Understood nononoymous. Sounds like a reasonable plan to me though, given that I don't know where I'll resettle yet. When I arrive, I'll consult with my German friends about the need for a Steuerberater even for this first year of travel and partial residence in Germany. My guess is they'll agree with you though... Not necessary at this point.


----------



## Nononymous

My experience has been with the academic world, which may be a special case. Quite typically when professors come for a year's sabbatical, they draw salary from their home institution, but stay out of the German tax system. Spouses often work remotely if they have the right sort of job, and again they just pretend they are still in the US or Canada for tax purposes. (This all works because one obtains the residence permit as a visiting scholar with dependents.) Strictly speaking that's probably not 100 percent kosher, but if it's a temporary visit for a year, I've never heard of it being a problem. In fact, I suspect that if you went down to the Finanzamt in that situation and asked what to do, you'd be told to forget about it and go away.


----------



## Bevdeforges

Melissa, you don't get to choose where you are tax resident. It's the "facts and circumstances" of the case that determine where you are tax resident. I don't know the precise regs that are used in Germany, but normally it's determined by where you have your "center of interests."

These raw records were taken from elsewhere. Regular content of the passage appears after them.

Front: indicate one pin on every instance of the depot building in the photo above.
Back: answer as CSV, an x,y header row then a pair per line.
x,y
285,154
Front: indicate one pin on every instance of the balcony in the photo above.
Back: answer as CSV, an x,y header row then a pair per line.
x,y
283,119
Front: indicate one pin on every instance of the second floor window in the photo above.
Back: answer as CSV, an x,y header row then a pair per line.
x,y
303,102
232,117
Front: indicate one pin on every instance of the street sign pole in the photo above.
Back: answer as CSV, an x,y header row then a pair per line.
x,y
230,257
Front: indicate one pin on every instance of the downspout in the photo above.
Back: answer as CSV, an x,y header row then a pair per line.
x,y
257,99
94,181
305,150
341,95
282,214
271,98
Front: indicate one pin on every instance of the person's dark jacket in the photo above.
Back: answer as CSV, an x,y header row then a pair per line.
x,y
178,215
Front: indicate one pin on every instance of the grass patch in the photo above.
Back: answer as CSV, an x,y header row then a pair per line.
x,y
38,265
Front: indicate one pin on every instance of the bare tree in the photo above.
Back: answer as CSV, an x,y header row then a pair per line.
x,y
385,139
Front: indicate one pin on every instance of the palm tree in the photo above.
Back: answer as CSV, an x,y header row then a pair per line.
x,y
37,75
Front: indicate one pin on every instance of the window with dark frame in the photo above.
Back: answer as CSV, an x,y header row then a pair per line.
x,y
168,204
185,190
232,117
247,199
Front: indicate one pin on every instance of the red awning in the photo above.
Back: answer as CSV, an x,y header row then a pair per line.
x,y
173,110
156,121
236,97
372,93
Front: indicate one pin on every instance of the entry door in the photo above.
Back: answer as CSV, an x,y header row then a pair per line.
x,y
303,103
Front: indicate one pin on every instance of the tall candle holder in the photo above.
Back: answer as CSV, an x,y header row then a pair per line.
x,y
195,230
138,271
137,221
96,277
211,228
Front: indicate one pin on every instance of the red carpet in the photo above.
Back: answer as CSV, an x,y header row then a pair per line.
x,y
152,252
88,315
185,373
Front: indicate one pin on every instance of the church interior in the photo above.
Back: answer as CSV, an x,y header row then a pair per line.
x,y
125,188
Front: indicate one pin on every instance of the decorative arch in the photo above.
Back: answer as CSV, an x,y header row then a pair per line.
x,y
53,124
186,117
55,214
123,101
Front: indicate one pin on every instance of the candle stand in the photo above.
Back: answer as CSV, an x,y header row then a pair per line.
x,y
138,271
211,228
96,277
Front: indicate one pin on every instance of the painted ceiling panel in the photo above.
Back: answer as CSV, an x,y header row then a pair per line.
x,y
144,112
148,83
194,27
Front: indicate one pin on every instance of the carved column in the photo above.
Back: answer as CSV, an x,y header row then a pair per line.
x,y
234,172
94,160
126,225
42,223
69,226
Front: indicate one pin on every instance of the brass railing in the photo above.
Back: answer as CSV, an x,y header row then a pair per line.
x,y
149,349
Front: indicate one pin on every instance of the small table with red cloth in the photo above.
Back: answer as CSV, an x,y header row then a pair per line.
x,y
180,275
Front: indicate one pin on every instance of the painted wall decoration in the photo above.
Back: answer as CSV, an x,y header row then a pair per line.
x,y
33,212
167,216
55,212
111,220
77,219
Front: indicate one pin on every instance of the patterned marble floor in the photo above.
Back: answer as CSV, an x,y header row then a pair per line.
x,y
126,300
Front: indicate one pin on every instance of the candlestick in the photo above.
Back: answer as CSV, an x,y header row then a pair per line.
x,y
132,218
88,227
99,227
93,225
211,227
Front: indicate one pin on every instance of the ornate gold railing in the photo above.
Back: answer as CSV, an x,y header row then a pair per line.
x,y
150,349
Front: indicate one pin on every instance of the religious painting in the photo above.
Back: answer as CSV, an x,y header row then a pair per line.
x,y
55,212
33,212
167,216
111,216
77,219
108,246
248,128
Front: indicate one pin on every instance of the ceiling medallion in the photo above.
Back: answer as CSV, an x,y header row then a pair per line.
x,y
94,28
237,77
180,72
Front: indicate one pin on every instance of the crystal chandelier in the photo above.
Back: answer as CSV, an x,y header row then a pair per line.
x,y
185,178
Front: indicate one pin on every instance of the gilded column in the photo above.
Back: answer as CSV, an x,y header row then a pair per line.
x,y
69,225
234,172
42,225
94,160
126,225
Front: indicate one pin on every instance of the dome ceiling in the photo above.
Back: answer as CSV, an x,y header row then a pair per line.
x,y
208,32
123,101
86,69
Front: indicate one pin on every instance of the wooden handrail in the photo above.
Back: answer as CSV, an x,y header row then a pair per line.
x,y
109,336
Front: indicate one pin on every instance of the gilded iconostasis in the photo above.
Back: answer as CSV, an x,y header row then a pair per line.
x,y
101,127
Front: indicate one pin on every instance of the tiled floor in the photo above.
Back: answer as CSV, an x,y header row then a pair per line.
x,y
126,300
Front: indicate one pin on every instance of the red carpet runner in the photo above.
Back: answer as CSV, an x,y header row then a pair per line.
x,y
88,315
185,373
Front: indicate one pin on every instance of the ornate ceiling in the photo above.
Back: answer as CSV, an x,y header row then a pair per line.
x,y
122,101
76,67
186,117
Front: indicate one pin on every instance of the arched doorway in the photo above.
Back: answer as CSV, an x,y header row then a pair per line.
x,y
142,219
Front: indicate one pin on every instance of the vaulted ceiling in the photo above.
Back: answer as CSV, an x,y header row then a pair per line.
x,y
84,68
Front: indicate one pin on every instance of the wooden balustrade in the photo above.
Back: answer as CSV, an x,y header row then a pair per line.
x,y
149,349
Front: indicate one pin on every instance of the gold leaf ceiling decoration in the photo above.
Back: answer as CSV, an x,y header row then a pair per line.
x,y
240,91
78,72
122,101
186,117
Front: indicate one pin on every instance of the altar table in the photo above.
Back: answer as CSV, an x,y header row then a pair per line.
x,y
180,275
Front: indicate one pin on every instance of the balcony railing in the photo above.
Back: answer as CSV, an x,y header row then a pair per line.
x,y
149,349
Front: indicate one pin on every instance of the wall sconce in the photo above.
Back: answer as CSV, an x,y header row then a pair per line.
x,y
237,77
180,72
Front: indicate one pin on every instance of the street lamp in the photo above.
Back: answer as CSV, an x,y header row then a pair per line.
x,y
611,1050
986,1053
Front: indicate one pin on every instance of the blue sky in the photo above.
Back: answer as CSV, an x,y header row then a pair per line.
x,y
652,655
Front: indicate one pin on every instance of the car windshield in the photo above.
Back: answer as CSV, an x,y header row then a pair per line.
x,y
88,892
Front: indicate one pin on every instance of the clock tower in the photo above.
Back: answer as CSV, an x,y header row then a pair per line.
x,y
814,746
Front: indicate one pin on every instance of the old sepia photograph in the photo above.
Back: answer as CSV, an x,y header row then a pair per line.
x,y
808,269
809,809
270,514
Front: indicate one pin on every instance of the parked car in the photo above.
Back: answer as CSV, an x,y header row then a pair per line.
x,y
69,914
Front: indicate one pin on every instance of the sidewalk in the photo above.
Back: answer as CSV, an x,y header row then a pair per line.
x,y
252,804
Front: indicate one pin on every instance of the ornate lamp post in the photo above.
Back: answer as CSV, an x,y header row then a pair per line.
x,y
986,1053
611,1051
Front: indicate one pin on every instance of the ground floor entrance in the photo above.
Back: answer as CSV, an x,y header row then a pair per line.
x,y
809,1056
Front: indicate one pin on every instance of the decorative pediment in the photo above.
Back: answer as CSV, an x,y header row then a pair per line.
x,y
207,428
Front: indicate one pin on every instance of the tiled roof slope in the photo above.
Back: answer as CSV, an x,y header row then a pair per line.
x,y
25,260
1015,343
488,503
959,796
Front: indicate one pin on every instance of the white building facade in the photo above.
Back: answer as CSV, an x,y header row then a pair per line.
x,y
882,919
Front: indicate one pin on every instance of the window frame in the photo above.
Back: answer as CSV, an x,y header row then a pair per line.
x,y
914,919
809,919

Simply maintaining a residence in the US isn't sufficient. If you are, in fact, living in Germany for the bulk of a given tax year (i.e. calendar year) then you are considered tax resident there. That said, if you return back "home" after a single year, it may be a moot point - with no penalty for not having filed a German return. If you continue to live in Germany after that initial year, then your intention will be deemed to have been to become resident in Germany.
Cheers,
Bev


----------



## Nononymous

That's sort of my point. If you're in and out within a year, with all your income from US sources, it's not likely to be an issue. (Will you file a German tax return by mail six months after you've left?) If you stay on for the long haul, the tax clock begins when you arrive, of course.


----------